- From: Seth Russell <seth@robustai.net>
- Date: Sat, 24 Aug 2002 09:18:29 -0700
- To: "Peter F. Patel-Schneider" <pfps@research.bell-labs.com>, "Sandro Hawke" <sandro@w3.org>
- Cc: <sean@mysterylights.com>, <www-rdf-interest@w3.org>
From: "Sandro Hawke" <sandro@w3.org>
> Can't we just just disallow RDF graphs which describe self-referencial
> sentences (or at least self-negating) ones?
>
> One possible way to restrict self-referencial sentences is to say
> something like: for all X Y Z in U, the sentence (X Y Z) exists in
> R(U) but not U. R(U) is a superset of U and exists for all U. (There
> is some U0 which does not contain any sentences. R(U0) constains
> sentences, but not sentences about sentences. R(R(U)) contains
> sentences about sentences, but not sentences about sentences about
> sentences.)
>
> Is there some reason we need any other kind of sentences to exist?

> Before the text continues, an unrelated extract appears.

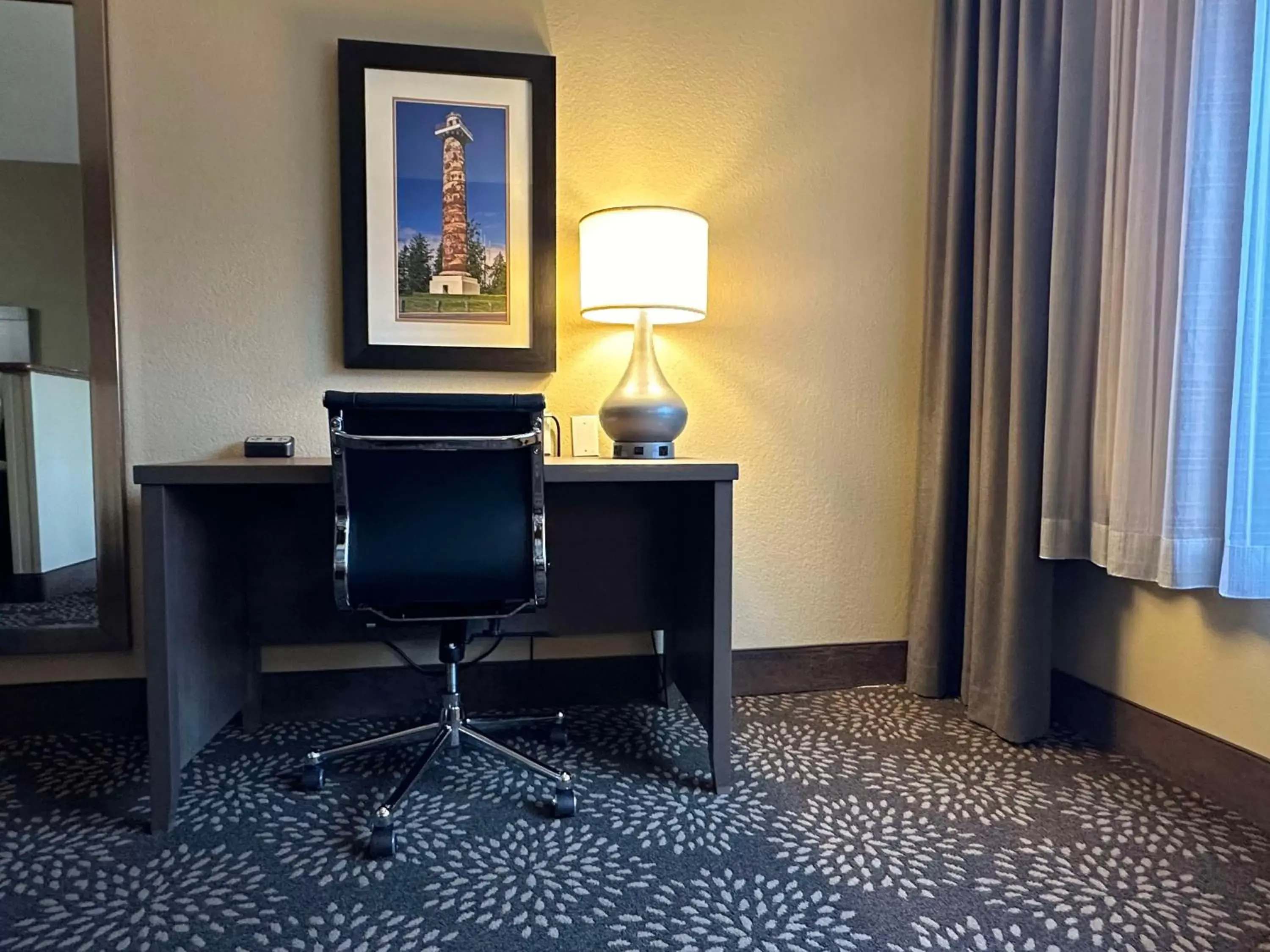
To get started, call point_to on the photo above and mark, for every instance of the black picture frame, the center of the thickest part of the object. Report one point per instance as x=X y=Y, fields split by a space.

I don't see why we cant just make any sentence that has itself as it's own
subject be a syntax error at parse time. This probably doesnt have much to
do with RDF, since RDF does not provide an identity for triples; but an
application (such as sailor agents) could generate a serial number for every
RDF triple and allow for a language to use that serial number to make
statements about statements. When we parse such a language into a graph and
find that the serial number of {S1 p o} is S1, we raise a syntax error.
Is there some reason we need a sentence to be it's own subject?